With the highest sediment reduction target in the Far North – at 40 per cent or 100 kilo-tonnes by 2025 - the Johnstone River catchment is a priority for water quality improvement.
The four-year Upper Johnstone Integrated Project, which is funded by the Queensland Government, will include earthworks to reshape gullies, revegetation, fencing-off eroded streambank areas and creating off-stream water points for cattle. It will also have a large focus on grazing management practices.
Terrain NRM’s Evizel Seymour said project leaders would be working closely with graziers and other landholders to identify priority erosion hotspots and the best solutions.
“We will also be bringing specialists to the area for a series of free landholder workshops on soil health and other things like pasture management practices, with time in the paddock for practical application,’’ she said.

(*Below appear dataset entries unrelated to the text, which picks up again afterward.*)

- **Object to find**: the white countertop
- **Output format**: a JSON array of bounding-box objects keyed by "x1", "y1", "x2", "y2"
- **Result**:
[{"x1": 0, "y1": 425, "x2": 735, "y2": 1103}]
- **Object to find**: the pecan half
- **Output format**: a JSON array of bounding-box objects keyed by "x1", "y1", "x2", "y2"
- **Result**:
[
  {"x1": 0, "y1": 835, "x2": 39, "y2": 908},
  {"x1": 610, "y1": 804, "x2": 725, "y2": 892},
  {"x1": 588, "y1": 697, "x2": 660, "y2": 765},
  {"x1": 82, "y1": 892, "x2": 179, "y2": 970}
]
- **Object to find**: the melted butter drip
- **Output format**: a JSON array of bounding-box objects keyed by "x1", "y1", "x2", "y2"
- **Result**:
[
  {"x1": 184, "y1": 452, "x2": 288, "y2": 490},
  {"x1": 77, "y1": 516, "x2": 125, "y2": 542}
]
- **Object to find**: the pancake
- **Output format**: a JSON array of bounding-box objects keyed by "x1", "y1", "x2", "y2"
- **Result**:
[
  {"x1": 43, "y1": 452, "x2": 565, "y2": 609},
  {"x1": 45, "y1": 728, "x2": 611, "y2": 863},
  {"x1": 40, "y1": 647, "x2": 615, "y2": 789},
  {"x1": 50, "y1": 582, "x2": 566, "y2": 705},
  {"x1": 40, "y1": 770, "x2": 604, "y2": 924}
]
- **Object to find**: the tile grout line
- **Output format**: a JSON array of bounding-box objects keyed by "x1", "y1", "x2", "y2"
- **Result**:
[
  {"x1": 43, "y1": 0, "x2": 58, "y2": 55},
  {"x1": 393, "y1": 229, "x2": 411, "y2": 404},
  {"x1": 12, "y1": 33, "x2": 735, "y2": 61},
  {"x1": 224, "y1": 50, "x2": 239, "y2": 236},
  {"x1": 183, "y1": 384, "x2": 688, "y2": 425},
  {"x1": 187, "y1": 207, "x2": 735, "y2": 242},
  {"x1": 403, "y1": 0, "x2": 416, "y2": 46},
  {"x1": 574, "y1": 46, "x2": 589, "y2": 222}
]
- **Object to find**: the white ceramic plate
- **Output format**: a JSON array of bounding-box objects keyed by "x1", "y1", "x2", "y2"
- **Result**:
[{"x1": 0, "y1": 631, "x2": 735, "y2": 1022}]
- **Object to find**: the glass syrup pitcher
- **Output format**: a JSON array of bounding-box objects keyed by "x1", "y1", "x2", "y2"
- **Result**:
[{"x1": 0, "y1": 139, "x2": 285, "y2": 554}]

The new project follows an investment of up to $15 million in the lower Johnstone and Tully River catchments through the Queensland Government’s Wet Tropics Major Integrated Project.
That project is currently trialling on-farm bioreactors, high-efficiency sediment basins and man-made wetlands as ways to reduce nutrient and pesticide loads entering the Great Barrier Reef Lagoon.
Ms Evizel said the Upper Johnstone project was in its initial stages with ‘Walking the Landscape’ workshops held about the Malanda, Ithaca Creek and Nerada sub-catchment areas initially to help identify priority erosion hotspots.
The workshops brought together graziers, other landholders, representatives from federal, state and local government and botany and ecology specialists.
“The next steps will be visiting a number of sites,’’ she said. “This project, which will complement the larger Johnstone project, is running for four years and we are looking forward to working with landholders over that time to repair erosion and reduce the risks of new erosion.”